Rheinwiesen brauchen Pflege - Nährstoffe sind unerwünscht
Den Pflege- und Entwicklungsplan (Pepl) für das Ufergebiet zwischen Merkenich und Worringen - die Strecke misst zehn Kilometer - entwickelte das Planungsbüro Viebahn und Sell im Jahr 2014, auf der Basis des alten Plans von 2000. Zur Vorbereitung hatte die Nabu-Naturstation Leverkusen im Jahr 2012 den Pflanzen- und Tierbestand erfasst.

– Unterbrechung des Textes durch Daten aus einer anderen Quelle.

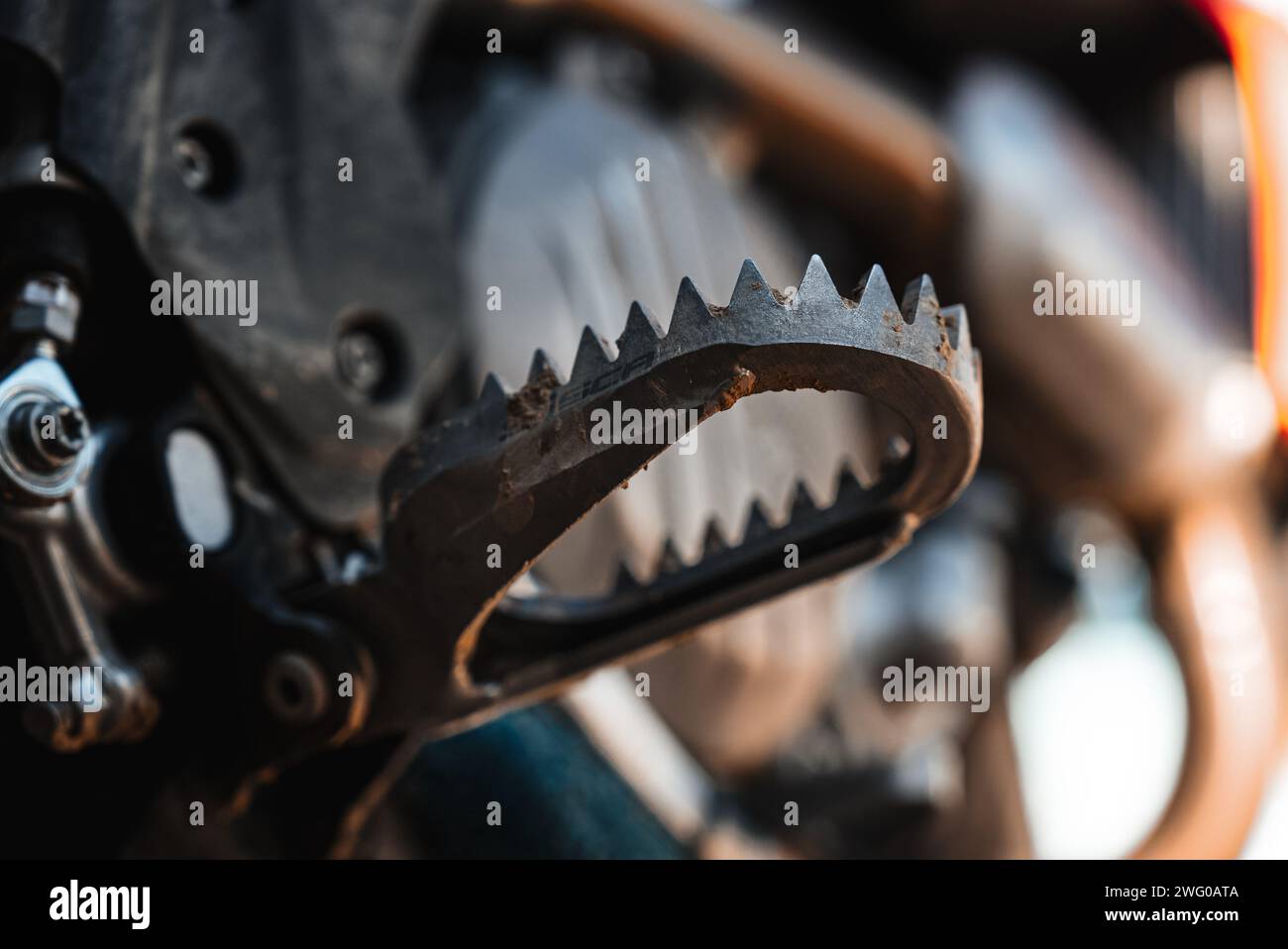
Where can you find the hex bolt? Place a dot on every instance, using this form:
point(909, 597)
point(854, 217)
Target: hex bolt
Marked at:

Belegt sind zahlreiche bedrohte Vogelarten, unter anderem Pirol, Gänsesäger, Rebhuhn, Weißwangengans, Kiebitz, Nachtigall. Der winzige Flussregenpfeifer etwa baut sein Nest in den Uferkies und ist daher besonders in Gefahr, beim Brüten gestört zu werden. Ohne Pflege würden die Auenwiesen verbuschen. Je nährstoffarmer der Boden, umso mehr siedeln sich seltene Pflanzen an. Am Rhein findet sich zum Beispiel Sanddorn, Salbei, Origanum, Rotklee, Wiesen-Storchschnabel und die Kleine Wiesenraute.